FXstreet.com (Barcelona) - The pair has experienced some sizable swings Tuesday as investors are positioning themselves for the upcoming testimony of Ben Bernanke within the hour. Proponents of the kiwi were greeted with sweet delight earlier today following the pair’s strong performance. However, the recent release of solid economic data in the United States has soured kiwi rally and dragged the pair back to opening levels.

In the US economy, the Consumer Price Index (YoY) has grown +1.7% in June against consensus estimates of only +1.6%. In addition, the Consumer Price Index ex Food and Energy (MoM and YoY) yielded results precisely in line with their expectations, growing +0.2% and +2.2% respectively in the month of June. Finally, the index of Net Long-Term TIC Flows reported a result of USD $55.0B in May vs. USD $27.2B in the previous month.

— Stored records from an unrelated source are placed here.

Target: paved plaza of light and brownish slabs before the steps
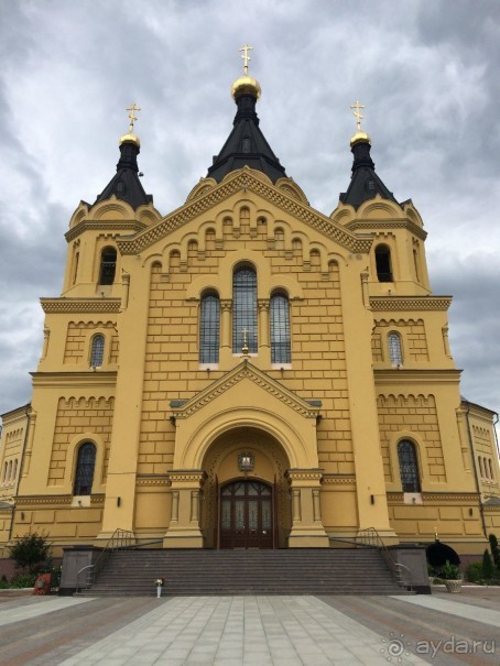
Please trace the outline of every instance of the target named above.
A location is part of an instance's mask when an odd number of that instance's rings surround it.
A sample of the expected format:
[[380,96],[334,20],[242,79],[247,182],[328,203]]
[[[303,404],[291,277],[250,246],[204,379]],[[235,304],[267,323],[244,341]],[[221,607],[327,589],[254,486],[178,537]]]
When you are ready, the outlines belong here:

After reaching as high as 0.8007 during the Asian session on Tuesday, the cross has presently settled in the region 0.7979, advancing slightly at a rate of +0.01% since it’s opening. The technical analysts at Mataf.net confirm the next resistances at 0.7993, followed by 0.8016, and finally 0.8045. On the descent, the penetration of 0.7941 will enable supports at 0.7912 and 0.7889.